Over the last 12 months there have been glimmers of hope. After being imprisoned in Israel for a YouTube film she recorded, reciting her poem Resist, my people resist them, Palestinian poet, Dareen Tatour was released in September; after years of house arrest after her opposition to the state and the death of her husband, the Nobel-laureate, Liu Xiaobo, Chinese poet and artist, Liu Xia was allowed to leave the country and now lives in Germany; and Nguyen Ngoc Nhu Quynh, also known by her blogging pseudonym, Me Nam “Mother Mushroom”, was released after being convicted of “conducting propaganda against the State of the Socialist Republic of Vietnam”. While she has been released, Mother Mushroom has to live in exile, but these are faint points of light in an otherwise dark night for free expression.

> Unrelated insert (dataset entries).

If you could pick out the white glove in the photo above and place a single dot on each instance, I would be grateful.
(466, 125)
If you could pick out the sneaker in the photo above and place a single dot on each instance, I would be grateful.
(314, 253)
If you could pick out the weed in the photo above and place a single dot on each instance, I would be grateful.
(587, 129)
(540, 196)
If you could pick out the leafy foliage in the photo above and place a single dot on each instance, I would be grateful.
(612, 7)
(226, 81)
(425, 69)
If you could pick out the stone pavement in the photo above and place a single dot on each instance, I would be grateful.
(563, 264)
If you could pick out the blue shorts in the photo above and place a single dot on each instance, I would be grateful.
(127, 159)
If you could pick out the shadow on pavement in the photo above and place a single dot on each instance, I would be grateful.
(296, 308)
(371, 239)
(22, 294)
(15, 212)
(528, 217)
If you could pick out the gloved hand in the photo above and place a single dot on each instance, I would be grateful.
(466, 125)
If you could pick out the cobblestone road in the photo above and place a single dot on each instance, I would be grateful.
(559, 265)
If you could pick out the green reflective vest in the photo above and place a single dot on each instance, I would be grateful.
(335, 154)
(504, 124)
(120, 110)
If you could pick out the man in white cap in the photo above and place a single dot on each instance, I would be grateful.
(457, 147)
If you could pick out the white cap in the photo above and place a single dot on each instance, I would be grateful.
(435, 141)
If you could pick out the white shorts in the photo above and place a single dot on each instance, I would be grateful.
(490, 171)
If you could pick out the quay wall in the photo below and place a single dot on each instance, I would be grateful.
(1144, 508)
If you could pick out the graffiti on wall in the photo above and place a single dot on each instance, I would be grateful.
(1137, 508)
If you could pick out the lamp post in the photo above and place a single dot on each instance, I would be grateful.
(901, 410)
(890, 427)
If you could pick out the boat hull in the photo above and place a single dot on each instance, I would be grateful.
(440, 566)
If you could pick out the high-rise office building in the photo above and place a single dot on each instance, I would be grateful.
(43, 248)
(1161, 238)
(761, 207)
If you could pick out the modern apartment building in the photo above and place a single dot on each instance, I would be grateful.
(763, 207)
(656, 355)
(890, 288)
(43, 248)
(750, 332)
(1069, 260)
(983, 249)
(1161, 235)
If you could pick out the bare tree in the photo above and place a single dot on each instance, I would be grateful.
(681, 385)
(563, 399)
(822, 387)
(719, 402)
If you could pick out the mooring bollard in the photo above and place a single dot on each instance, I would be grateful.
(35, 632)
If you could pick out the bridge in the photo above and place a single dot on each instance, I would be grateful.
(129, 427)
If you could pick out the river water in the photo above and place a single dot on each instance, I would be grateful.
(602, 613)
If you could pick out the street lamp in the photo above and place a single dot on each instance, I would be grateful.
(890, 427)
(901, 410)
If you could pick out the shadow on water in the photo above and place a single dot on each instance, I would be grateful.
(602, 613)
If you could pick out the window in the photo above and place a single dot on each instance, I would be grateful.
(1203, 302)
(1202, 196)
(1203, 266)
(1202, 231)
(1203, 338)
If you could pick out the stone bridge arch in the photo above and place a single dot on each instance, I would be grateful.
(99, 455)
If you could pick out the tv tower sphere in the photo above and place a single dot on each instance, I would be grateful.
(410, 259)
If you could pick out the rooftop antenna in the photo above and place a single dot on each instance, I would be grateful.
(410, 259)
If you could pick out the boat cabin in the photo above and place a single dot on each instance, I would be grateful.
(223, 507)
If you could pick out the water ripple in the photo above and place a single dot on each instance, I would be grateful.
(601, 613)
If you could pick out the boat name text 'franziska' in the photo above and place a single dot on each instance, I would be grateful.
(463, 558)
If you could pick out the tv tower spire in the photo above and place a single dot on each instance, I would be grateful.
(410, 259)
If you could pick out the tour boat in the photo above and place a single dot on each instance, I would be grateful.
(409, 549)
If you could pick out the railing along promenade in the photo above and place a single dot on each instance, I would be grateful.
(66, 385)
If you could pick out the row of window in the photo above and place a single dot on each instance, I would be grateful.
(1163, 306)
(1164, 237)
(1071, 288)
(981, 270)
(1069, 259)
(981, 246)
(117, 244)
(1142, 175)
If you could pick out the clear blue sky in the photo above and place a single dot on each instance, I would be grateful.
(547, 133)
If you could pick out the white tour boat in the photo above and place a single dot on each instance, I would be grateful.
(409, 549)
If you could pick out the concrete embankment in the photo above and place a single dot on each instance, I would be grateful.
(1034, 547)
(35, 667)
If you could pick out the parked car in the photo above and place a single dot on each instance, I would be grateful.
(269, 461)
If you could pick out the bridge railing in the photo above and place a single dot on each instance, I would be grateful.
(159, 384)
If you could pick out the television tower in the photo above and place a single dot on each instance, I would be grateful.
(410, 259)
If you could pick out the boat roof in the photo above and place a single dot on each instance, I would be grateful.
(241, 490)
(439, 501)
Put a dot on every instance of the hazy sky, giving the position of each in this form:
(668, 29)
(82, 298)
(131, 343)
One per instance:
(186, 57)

Whenever we hear of writers being censored, imprisoned, threatened or attacked, we need to ask: what is it they are doing that others want stopped; what are they saying that others want silenced; what are they offering that others desire restricted? Violence and imprisonment are orchestrated responses to democratic attempts to force light into the shaded areas of our society that enable violence, corruption and abuses of power to occur beyond public view and scrutiny, to bring to life ignored or suppressed narratives of marginalised and persecuted communities, to bring to bear the true lived ideals of democracy beyond the hollow commitments to human rights and democracy that many states hide behind.
Whenever we hear of writers being censored, imprisoned, threatened or attacked, we need to ask: what is it they are doing that others want stopped; what are they saying that others want silenced; what are they offering that others desire restricted?
So again, on 15th November we are marking a day that should not exist. The Day of the Imprisoned Writer need not exist if we truly value free expression and democracy. But while the need remains, Scottish PEN joins PEN centres across the globe standing in solidarity with those brave enough to stand up against coerced silence to have their voice heard. This evening we will speak the words of those who have paid too high a price for expressing themselves. We will try to keep their voices alive, share their work and actively push back against those trying to silence them, with a simple message; We will speak louder for those you target and we will speak every word you try to stifle.
There is power in the written and spoken word. That is why states go to such lengths to drown them out, but courage is courage, bravery is bravery, and some will never be silenced. In the words of Dareen Tatour as she was released from an Israeli prison “I have gained my freedom and I will continue to write.”